Blanket bans on specific energy technologies assume an equal baseline for all economies. They equate Africa with Asia, Europe, and North America in both energy infrastructure endowment and an ability to pivot to renewable sources. The notion that, while lacking legacy energy infrastructure, Africa can build a 21st century energy system on variable renewables alone, is a fantasy with no historical precedent. These unrealistic constraints amount to climate injustice.
Western institutions are at great risk of ceding influence over the future of African energy policy.
To compound this injustice, most industrialized nations and their middle-income counterparts continue to power their economies with the same energy sources they have sought to ban in poorer countries. Australia has fast-tracked a giant coal project in Queensland because it would “help to get new jobs happening quicker.” Germany has indicated that it too will pivot from fossil fuels … in another 18 years. France relies on nuclear power for three-quarters of its electricity. These and other nations are, effectively, pulling up the ladder behind them.
Rich nations have significant leverage over the development trajectory of emerging economies because of their control of multilateral development banks like the World Bank and bilateral agencies like the DFC. These institutions should modernize their policies to remove restrictions on countries that fall below certain per-capita GDP and energy consumption thresholds. For all countries, they should provide financing for advanced nuclear energy.
Many governments, especially in Africa, turn to the World Bank and other agencies not only for financing, but also for sound advice. The Bank’s inability to provide any guidance to governments considering nuclear power as an option borders on dereliction. In this vacuum, African governments will justifiably seek other partners, such as Russia, which is aggressively marketing its nuclear models. China will also soon begin to offer its own options, backed by cheap financing. Western institutions are at great risk of ceding influence over the future of African energy policy.

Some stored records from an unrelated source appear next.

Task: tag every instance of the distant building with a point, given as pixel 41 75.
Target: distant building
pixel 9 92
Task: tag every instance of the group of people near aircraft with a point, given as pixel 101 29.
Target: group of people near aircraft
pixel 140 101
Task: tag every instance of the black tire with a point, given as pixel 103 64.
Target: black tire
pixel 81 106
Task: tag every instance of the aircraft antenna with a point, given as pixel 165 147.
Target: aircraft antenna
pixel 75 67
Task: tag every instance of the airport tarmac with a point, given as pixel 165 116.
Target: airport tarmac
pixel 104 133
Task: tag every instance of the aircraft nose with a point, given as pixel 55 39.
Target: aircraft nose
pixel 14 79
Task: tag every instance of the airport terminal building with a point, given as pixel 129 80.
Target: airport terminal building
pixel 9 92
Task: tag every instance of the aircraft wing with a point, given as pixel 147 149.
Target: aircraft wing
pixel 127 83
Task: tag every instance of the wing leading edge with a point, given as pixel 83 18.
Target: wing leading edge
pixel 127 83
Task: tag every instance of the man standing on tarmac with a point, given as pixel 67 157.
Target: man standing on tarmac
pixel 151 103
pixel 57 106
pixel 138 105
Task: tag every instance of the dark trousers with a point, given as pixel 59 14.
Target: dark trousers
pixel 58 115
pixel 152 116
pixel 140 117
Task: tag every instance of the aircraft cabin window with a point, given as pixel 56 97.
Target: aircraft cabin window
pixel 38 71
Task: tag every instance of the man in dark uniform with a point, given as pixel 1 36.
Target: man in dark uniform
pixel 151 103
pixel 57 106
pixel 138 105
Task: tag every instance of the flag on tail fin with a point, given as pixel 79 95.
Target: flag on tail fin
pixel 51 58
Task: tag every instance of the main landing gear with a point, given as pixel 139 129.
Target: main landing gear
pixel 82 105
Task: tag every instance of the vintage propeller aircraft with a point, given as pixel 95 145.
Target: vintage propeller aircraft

As my colleagues Todd Moss and Jessica Lovering wrote for the Center for Global Development, “removing the outdated ban [on financing nuclear projects] would be good for the United States, good for Africa and other energy-hungry regions, and good for the planet.” As they observe, a new generation of advanced nuclear reactor technologies are poised to speed development and energy modernization in sub-Saharan Africa. Shifts like the Trump Administration’s DFC policy change would accelerate that process, especially if it augers similar trends at other development finance institutions. In the name of climate justice, we should welcome this proposal.